The good fortune of rest and perseverance depends on our being in accord with the boundless nature of the earth. [W/B]

In writing the commentaries to the decision or judgment on Hexagram Kun, the wise depict their understanding of the wisdoms contained in the Book of Changes for posterity. Like mother earth, being broad and generous, they do not have preference if their thoughts are read by Confucians, Daoists, Buddhists or any other doctrines. All are welcome.

They left behind the words for all Yi aficionados including those who had attempted to read the Book of Changes. If students cannot find the meanings or wisdoms then nothing else can be done, since the Yi is not meant for everyone on earth. Only the earnest and sincere can find the true meanings in what is written in the Book of Changes.

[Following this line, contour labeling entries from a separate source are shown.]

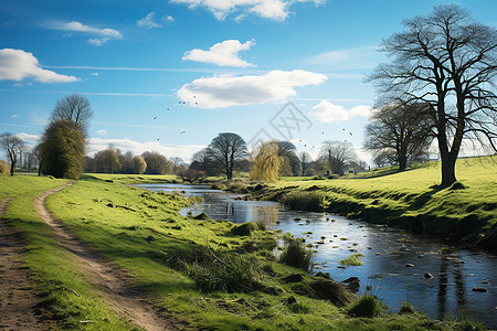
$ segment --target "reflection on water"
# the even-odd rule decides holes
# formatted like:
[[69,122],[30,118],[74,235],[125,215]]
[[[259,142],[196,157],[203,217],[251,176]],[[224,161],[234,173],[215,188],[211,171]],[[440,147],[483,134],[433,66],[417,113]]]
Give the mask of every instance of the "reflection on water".
[[[497,256],[454,247],[399,229],[347,220],[339,215],[288,211],[279,203],[235,200],[236,194],[204,185],[140,185],[160,191],[184,191],[204,202],[181,211],[205,212],[210,217],[245,223],[263,222],[268,229],[289,232],[315,245],[315,270],[338,280],[358,277],[359,293],[371,286],[392,311],[409,301],[437,319],[468,316],[497,329]],[[325,244],[317,244],[325,237]],[[361,253],[363,265],[339,268],[338,260]],[[406,265],[414,267],[406,267]],[[425,278],[430,273],[433,278]],[[488,281],[489,284],[484,284]],[[487,292],[475,292],[485,287]]]

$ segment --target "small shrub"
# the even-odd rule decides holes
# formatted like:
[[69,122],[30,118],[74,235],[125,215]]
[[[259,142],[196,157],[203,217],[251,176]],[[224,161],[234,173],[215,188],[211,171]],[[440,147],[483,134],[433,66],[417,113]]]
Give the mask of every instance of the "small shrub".
[[255,222],[247,222],[235,225],[231,228],[231,233],[235,236],[250,236],[252,232],[257,229]]
[[366,293],[347,310],[351,317],[373,318],[385,311],[387,307],[373,295]]
[[282,197],[282,203],[296,211],[321,212],[329,205],[322,192],[292,192]]
[[401,309],[399,309],[399,314],[404,314],[404,313],[411,314],[411,313],[415,313],[415,312],[416,312],[416,309],[414,308],[414,306],[412,306],[409,302],[403,302],[401,306]]
[[359,257],[362,257],[363,255],[360,253],[356,253],[347,257],[346,259],[340,259],[338,263],[342,266],[362,266],[361,260]]
[[202,261],[184,264],[184,273],[203,292],[248,292],[257,289],[260,275],[257,259],[250,255],[209,255]]
[[313,252],[307,249],[302,242],[292,241],[287,244],[279,260],[290,267],[310,270]]

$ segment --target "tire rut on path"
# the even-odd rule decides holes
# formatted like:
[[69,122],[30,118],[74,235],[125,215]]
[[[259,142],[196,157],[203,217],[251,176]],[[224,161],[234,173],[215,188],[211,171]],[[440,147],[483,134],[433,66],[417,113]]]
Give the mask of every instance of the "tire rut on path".
[[177,330],[175,320],[167,316],[165,309],[150,305],[150,298],[126,284],[127,277],[120,267],[112,264],[73,235],[61,221],[54,220],[46,210],[46,197],[72,183],[46,191],[34,200],[39,216],[52,229],[55,241],[81,263],[82,271],[88,276],[98,293],[120,317],[145,330]]
[[36,319],[40,299],[24,266],[24,242],[2,217],[10,201],[0,201],[0,330],[46,330]]

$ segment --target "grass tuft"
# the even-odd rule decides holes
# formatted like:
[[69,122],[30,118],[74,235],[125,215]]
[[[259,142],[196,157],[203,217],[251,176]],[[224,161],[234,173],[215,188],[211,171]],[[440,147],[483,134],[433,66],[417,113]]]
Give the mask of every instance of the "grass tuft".
[[313,252],[307,249],[299,241],[290,241],[279,256],[279,260],[285,265],[304,270],[310,270],[311,258]]

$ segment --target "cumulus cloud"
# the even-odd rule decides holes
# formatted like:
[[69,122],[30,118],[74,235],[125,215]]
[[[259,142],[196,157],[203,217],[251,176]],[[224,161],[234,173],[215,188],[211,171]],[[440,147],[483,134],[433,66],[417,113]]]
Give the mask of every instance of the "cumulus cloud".
[[371,114],[371,109],[370,106],[356,106],[347,110],[342,106],[321,100],[313,107],[309,115],[319,119],[320,122],[340,122],[355,116],[368,117]]
[[319,119],[320,122],[343,121],[349,119],[349,113],[338,105],[334,105],[328,100],[321,100],[313,107],[310,116]]
[[163,23],[172,23],[175,21],[173,17],[165,15],[165,17],[162,17],[163,23],[158,23],[155,21],[155,15],[156,15],[156,13],[154,11],[151,11],[145,18],[136,21],[136,24],[141,28],[155,29],[155,28],[162,28]]
[[171,0],[176,3],[187,4],[190,9],[204,8],[218,20],[224,20],[230,14],[236,14],[240,21],[248,14],[260,18],[284,21],[290,13],[292,4],[298,2],[311,2],[319,6],[326,0]]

That remains the truth for the past few millennia.

Here is my simple take:

There are times to be creative and times to be receptive. By following and being receptive to Heaven, the governor of time, the Junzi know what to do and what not to do.

3 comments:

Luis Andrade said...

Hi Allan,

I have an interesting quote I read recently. It was written by Gao Panlong (1561-1626) in the Ming Dyn:

"There are mind under Heaven that defy the Yi, but there is no Yi that defies the mind. This is why learning is important. Through learning, one comes to know that to defy the Yi is to defy the mind and that to defy the mind is to defy the Yi. Following the Yi will bring good fortune and defying the Yi will cause misfortune, remorse, and regret."

Allan said...

Hi Luis!

Thanks for the quote. When the Chinese talked about Xin, they could mean both heart and mind.

Gao probably understood what Yi students and aficionados were doing wrong during his time. If we ‘survey the land’ around us, it still happens.

If we know, what is good for us, we try our best to get it. Whenever we put our heart and mind to our studies, we can excel. Therefore the earnest (in mind) and sincere (at heart) can succeed while others fail or drop out, even if they had wanted to follow the Yi.

The ancients said that with the most complete sincerity, using the tortoise or the milfoil (yarrow stalks); we can divine like a spirit (shen). How many Yi students have actually reached that level of excellence, before climbing on to the peak?

Therefore, like Gao, can we not say that many fellow students do not put their heart and mind in their Yi studies? There are also instances where they defy the Yi (the teacher) by not following the prognostications on what to do or what not to do. That we know is not the proper conduct of a Junzi.

Cheerio!

Luis Andrade said...

Hi Allan,

You said:

"Therefore, like Gao, can we not say that many fellow students do not put their heart and mind in their Yi studies? There are also instances where they defy the Yi (the teacher) by not following the prognostications on what to do or what not to do. That we know is not the proper conduct of a Junzi."

LOL! So funny. Before you posted your comment, I wrote this in Clarity in a thread about "the reluctance to do a reading" (more like compulsive reading, actually) and regarding the Yi as an anthropomorphic "friend":

"I used to believe the same about the friend part. Now I think of the Yi as the Daren, who is the teacher we listen to. No sentimentality but pure honesty, pragmatism, and detachment with his pupils. You will not hurt its feelings by stubbing your big toe after he told you there was a protrusion in front of you. You'll most likely get a laugh for your troubles or a switch for not listening."